In the heart-wrenching video, Fender's dad is played by Line Of Duty and This Is England star Stephen Graham - a fact the singer still can't wrap his head around.

"Mate, what an honour," he says.

"I was totally out of my comfort zone. I did a little bit of acting when I was a kid [he was in the first episode of ITV crime drama Vera] but I haven't done nothing since I was 17. So I was really, really, really nervous - but I took to it like a duck on water.

"Acting is like passing a ball - you're reacting to the person next to you, and he's one of the best actors this country's ever seen, so it was just the most incredible experience."

Cultural battles

Family is at the heart of the record, but Fender also makes diversions into politics.

Long Way Off addresses the divisions that led to the storming of the US Capitol in January, while Aye rips into a political system that, to his mind, has abandoned the working class.

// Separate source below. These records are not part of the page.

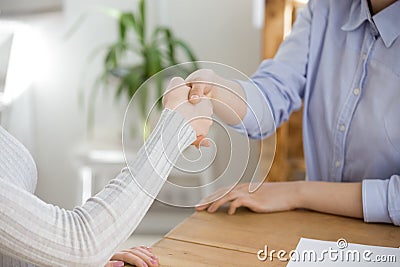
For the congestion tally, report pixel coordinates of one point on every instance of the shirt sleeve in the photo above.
(381, 201)
(46, 235)
(280, 80)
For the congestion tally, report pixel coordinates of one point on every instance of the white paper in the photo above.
(311, 252)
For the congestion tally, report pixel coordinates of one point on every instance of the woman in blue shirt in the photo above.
(342, 59)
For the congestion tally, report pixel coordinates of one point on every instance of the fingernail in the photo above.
(118, 264)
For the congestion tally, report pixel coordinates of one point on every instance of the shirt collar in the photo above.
(385, 21)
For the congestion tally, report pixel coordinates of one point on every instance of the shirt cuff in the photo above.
(258, 122)
(375, 201)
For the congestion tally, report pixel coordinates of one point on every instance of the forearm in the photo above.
(335, 198)
(46, 235)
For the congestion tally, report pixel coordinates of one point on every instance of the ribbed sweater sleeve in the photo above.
(47, 235)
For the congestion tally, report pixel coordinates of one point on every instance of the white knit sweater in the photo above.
(46, 235)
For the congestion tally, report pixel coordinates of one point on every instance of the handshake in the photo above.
(182, 97)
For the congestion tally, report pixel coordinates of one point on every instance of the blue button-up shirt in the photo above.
(345, 65)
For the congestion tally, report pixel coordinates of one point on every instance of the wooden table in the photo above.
(222, 240)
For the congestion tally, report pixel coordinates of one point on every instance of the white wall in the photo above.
(219, 31)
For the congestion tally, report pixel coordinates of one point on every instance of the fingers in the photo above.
(138, 256)
(220, 202)
(201, 141)
(176, 93)
(234, 205)
(115, 264)
(207, 201)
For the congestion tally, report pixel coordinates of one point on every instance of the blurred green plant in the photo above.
(156, 50)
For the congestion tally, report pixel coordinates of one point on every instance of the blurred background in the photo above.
(52, 52)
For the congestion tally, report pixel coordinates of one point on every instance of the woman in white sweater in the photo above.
(33, 232)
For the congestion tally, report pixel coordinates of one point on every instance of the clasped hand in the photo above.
(198, 115)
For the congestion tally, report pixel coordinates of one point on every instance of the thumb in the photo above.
(196, 93)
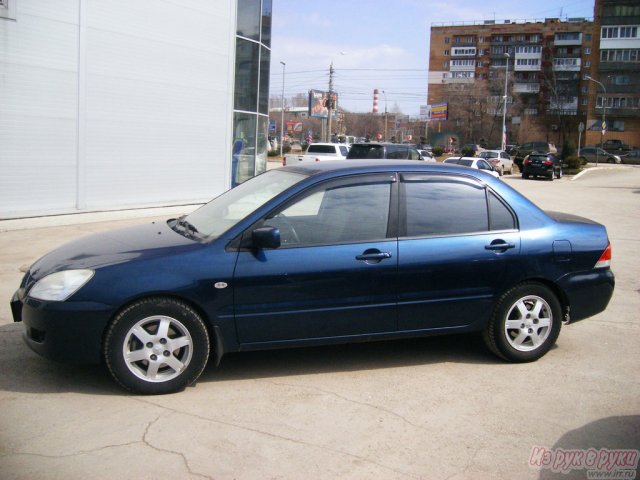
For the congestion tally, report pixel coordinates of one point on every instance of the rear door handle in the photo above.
(499, 245)
(373, 256)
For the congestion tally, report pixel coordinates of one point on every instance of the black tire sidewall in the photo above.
(116, 336)
(495, 334)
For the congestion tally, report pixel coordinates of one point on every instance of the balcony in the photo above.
(567, 39)
(567, 64)
(529, 87)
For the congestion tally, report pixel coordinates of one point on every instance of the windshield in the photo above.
(223, 212)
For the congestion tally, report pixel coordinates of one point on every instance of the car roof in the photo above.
(382, 165)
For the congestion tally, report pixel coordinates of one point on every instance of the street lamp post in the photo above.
(604, 112)
(504, 112)
(282, 112)
(385, 115)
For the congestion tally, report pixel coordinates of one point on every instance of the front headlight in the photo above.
(59, 286)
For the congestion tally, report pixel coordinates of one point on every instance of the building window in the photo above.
(624, 56)
(8, 9)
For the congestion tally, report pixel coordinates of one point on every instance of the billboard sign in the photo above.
(318, 104)
(439, 112)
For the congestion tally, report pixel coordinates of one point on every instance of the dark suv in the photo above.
(384, 150)
(530, 147)
(542, 164)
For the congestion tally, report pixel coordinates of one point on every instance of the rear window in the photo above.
(326, 149)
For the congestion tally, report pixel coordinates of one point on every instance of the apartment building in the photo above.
(614, 92)
(545, 62)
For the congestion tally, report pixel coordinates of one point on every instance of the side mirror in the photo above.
(265, 237)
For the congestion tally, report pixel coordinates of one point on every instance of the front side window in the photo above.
(336, 212)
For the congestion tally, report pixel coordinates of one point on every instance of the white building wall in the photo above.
(107, 105)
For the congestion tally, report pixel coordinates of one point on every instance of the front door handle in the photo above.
(373, 256)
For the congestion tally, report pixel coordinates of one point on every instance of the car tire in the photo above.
(525, 324)
(156, 346)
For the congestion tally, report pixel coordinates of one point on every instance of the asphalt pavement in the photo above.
(440, 407)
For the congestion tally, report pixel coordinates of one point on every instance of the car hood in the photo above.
(109, 248)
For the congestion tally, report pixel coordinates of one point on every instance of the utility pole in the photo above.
(330, 102)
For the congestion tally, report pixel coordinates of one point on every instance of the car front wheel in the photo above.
(156, 346)
(525, 324)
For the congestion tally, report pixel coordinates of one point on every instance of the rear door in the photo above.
(458, 248)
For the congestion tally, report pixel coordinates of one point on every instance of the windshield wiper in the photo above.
(188, 229)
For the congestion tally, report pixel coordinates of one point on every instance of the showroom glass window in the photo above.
(251, 92)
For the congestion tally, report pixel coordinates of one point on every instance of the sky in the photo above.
(381, 44)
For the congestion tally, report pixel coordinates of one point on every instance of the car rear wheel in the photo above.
(156, 346)
(525, 324)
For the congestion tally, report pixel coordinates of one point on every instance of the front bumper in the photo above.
(62, 331)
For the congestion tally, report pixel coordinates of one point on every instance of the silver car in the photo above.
(596, 154)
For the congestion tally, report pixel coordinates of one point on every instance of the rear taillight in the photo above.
(605, 259)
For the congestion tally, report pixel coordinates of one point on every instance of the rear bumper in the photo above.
(62, 331)
(588, 293)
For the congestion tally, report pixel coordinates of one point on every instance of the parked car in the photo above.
(474, 162)
(427, 156)
(615, 145)
(500, 159)
(476, 148)
(315, 254)
(526, 148)
(539, 164)
(593, 154)
(372, 150)
(317, 152)
(631, 158)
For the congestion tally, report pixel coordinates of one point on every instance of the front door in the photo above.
(335, 272)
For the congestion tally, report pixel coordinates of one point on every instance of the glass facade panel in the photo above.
(266, 23)
(263, 96)
(249, 13)
(244, 147)
(246, 84)
(251, 94)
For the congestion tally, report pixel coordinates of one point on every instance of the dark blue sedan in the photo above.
(325, 253)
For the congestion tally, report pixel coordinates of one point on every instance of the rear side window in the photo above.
(449, 206)
(500, 217)
(365, 151)
(397, 153)
(444, 207)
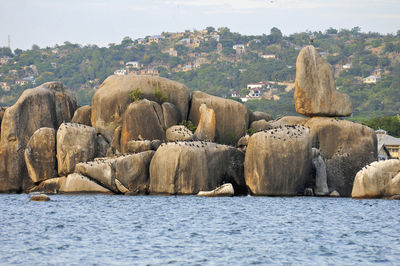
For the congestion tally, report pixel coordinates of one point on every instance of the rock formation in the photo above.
(190, 167)
(206, 127)
(143, 118)
(72, 149)
(226, 190)
(113, 97)
(346, 146)
(315, 90)
(83, 115)
(171, 115)
(45, 106)
(231, 117)
(40, 155)
(278, 161)
(378, 179)
(179, 133)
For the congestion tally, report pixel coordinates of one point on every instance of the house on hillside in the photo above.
(371, 79)
(391, 144)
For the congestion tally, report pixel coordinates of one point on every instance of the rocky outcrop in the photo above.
(206, 127)
(321, 180)
(315, 90)
(231, 117)
(278, 161)
(346, 146)
(83, 115)
(142, 120)
(171, 115)
(179, 133)
(123, 174)
(40, 155)
(190, 167)
(256, 116)
(260, 125)
(45, 106)
(379, 179)
(113, 97)
(72, 149)
(226, 190)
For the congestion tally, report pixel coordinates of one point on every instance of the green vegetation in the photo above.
(213, 66)
(160, 96)
(136, 95)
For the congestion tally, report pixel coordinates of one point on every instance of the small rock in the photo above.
(40, 197)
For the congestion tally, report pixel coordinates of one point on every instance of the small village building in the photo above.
(371, 79)
(391, 143)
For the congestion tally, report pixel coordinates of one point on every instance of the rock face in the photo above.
(206, 127)
(190, 167)
(231, 117)
(112, 99)
(256, 116)
(126, 173)
(142, 119)
(171, 115)
(346, 146)
(379, 179)
(40, 155)
(83, 115)
(72, 149)
(278, 161)
(45, 106)
(179, 133)
(315, 90)
(226, 190)
(321, 179)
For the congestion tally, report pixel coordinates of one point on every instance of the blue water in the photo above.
(187, 230)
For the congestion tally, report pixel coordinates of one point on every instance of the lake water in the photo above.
(188, 230)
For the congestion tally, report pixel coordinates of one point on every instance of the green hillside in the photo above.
(218, 61)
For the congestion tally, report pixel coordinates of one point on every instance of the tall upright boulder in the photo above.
(231, 117)
(45, 106)
(113, 97)
(40, 155)
(278, 161)
(75, 143)
(190, 167)
(142, 119)
(315, 90)
(346, 146)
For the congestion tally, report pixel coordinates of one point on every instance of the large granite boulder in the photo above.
(378, 179)
(315, 90)
(278, 161)
(40, 155)
(113, 97)
(346, 146)
(206, 127)
(171, 115)
(123, 174)
(45, 106)
(142, 120)
(190, 167)
(231, 117)
(256, 116)
(75, 143)
(179, 133)
(83, 115)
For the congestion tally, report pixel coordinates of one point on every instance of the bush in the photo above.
(160, 96)
(136, 95)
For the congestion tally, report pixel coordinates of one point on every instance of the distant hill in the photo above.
(219, 62)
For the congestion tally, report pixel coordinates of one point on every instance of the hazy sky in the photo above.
(50, 22)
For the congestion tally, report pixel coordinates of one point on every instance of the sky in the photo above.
(101, 22)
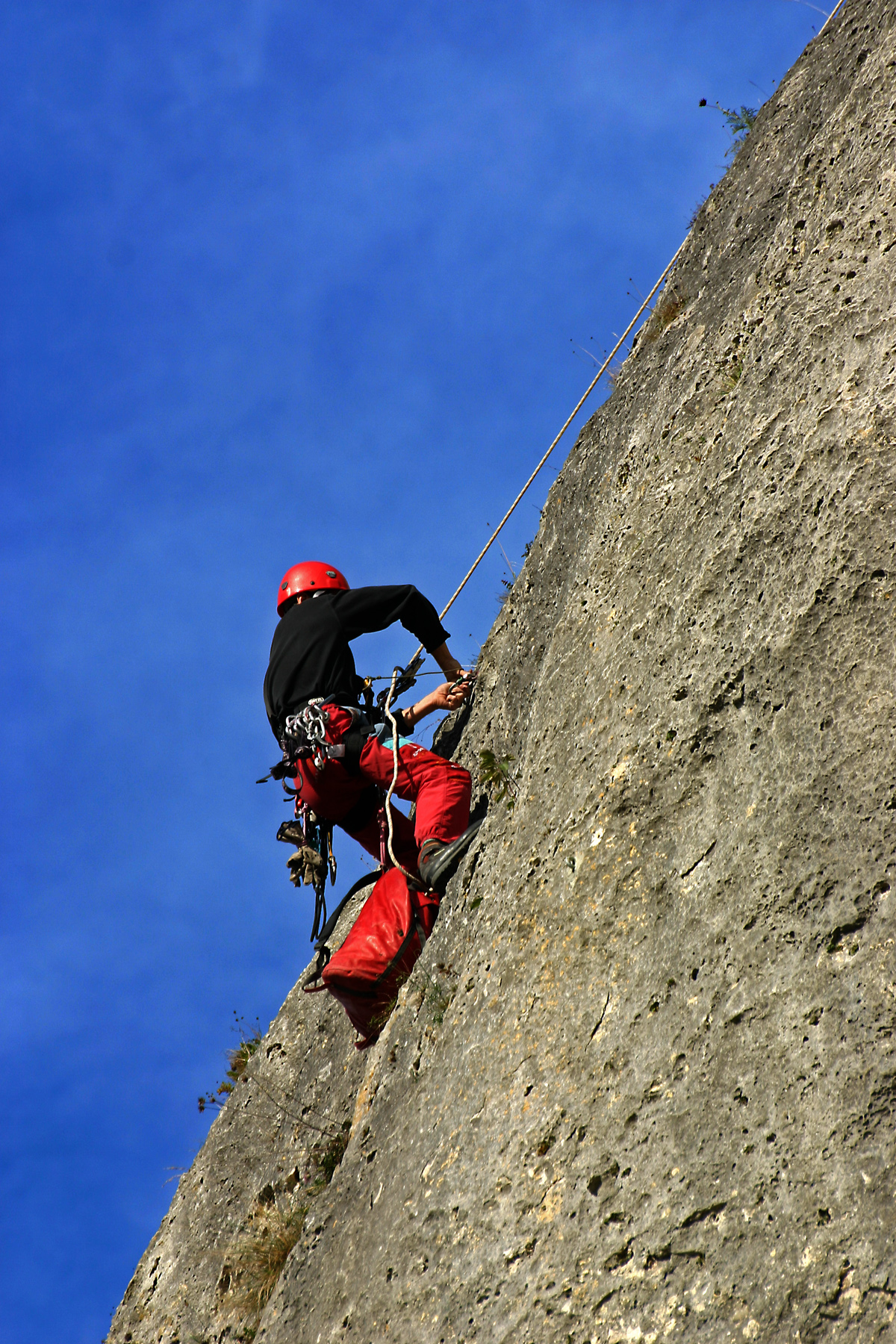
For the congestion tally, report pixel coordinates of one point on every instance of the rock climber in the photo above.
(311, 663)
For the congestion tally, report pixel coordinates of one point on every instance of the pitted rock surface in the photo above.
(641, 1083)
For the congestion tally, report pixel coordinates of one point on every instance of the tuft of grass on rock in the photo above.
(260, 1256)
(237, 1062)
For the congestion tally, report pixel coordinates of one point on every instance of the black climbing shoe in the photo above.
(438, 862)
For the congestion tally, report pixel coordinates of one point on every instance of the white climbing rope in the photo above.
(571, 417)
(391, 788)
(829, 18)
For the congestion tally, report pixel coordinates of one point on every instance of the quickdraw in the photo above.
(314, 858)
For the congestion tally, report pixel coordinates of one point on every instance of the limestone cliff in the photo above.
(660, 1101)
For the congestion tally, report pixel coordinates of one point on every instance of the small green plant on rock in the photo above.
(739, 121)
(437, 998)
(328, 1154)
(494, 773)
(669, 307)
(237, 1061)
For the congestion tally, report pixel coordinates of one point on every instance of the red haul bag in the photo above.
(379, 952)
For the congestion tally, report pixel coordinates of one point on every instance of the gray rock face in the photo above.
(641, 1085)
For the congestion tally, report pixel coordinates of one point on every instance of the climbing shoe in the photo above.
(438, 862)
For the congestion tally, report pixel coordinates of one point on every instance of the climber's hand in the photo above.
(452, 695)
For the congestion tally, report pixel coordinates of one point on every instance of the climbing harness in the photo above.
(398, 676)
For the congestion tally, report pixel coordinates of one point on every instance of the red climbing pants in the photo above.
(440, 789)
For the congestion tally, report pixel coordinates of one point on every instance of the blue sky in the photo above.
(277, 281)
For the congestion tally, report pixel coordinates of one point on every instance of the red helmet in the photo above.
(308, 577)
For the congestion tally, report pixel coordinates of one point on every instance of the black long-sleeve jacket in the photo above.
(309, 655)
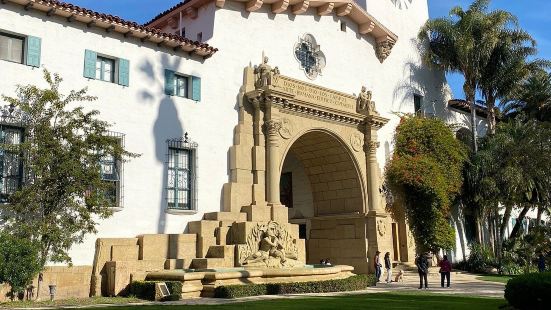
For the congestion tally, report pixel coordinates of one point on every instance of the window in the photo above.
(105, 68)
(112, 173)
(11, 48)
(182, 85)
(417, 103)
(20, 49)
(343, 26)
(286, 189)
(11, 165)
(181, 175)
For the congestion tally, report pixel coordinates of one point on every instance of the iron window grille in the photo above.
(112, 172)
(12, 133)
(181, 183)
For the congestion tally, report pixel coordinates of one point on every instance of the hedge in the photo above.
(530, 291)
(354, 283)
(146, 290)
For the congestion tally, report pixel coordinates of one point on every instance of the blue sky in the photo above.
(534, 16)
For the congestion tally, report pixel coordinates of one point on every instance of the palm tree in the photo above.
(508, 66)
(463, 43)
(533, 97)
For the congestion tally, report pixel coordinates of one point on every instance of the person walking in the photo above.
(541, 263)
(445, 271)
(388, 267)
(377, 264)
(422, 268)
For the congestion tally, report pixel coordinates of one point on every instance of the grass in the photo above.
(496, 278)
(371, 301)
(72, 302)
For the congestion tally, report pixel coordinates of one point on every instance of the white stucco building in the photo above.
(155, 83)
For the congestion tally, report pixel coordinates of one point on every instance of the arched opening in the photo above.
(321, 187)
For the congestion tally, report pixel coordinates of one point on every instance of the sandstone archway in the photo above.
(325, 186)
(331, 137)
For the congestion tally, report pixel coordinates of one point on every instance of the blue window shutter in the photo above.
(33, 51)
(124, 72)
(169, 82)
(196, 88)
(90, 58)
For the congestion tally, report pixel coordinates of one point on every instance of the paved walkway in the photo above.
(461, 284)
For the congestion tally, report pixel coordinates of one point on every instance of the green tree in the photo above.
(512, 170)
(533, 97)
(508, 66)
(19, 262)
(425, 176)
(63, 194)
(463, 42)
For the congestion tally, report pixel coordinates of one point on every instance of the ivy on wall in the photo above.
(425, 176)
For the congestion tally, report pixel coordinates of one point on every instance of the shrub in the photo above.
(354, 283)
(481, 259)
(19, 262)
(529, 291)
(146, 290)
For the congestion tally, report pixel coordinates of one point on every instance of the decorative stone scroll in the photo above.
(269, 245)
(286, 129)
(384, 47)
(357, 141)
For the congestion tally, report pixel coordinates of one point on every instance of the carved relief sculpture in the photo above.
(381, 227)
(364, 104)
(264, 73)
(269, 245)
(356, 140)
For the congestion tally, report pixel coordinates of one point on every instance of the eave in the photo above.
(110, 23)
(367, 24)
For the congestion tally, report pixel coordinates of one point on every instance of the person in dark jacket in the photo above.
(388, 267)
(541, 263)
(423, 269)
(445, 271)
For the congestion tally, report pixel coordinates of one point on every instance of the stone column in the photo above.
(271, 130)
(373, 185)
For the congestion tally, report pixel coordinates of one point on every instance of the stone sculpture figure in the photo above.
(267, 247)
(264, 73)
(364, 104)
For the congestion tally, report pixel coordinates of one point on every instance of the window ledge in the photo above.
(180, 211)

"I don't have time for the very few / They never had time for me and you," he spits over an unrelenting guitar riff.

"I've been left wing since I was a kid - but I think that the left wing, to an extent, have alienated their grassroots supporters," he says.

"The conversation isn't really about working class people anymore, it's about a multitude of things. And they're important things that need to be discussed - the cultural battles that we're fighting, for LGBTQ+ and Black Lives Matter. There's sexism and misogyny in our police forces.

"It's serious stuff but the problem is that it's kind of detracted from a lot of the grassroots people. A lot of really good working class people are being picked up by the right, because they feel like nobody's listening to them."

Charlotte Patmore Sam FenderCharlotte Patmore
Fender has just announced his biggest-ever UK tour, culminating in an open-air show at Manchester's Castlefield Bowl

The singer is disillusioned himself. In the last few lines of Aye, he disavows any political or personal affiliations, chanting: "I'm not a patriot anymore / I'm not a singer anymore / I'm not a liberal anymore / I'm not anything or anyone."

"Aye is about me going, 'I'm done with all of this'," he says.

"I feel like there is a section of society - the 1%, shall we call them - that are pulling the strings and it's going to be like that for the rest of time. And it's kind of hopeless."

The problem, as he sees it, is the increasing polarisation of political discourse, which makes debate and compromise all but impossible.

"Everyone's assigned to a team," he says. "Everybody's like, 'You're in that box and I'm in this box and I hate you for it.'

"It's impossible to have a discussion with anyone because everything's taken out of context. Even what you put in this article will be taken out of context by so many people."

To emphasise his point, he pulls up a message he received last week from a kid in North Shields.

"You're definitely an industry plant," he reads from his phone screen. "Who's behind you? I assume some sort of organisation associated with the far left, seeing as you have all these annoying copy-and-paste celebrity bollocks views."

"I get a lot of that," he says. But if that's the price for voicing his opinions, he's unrepentant.

"Celebrity bollocks views - that's going to be the name of the third album."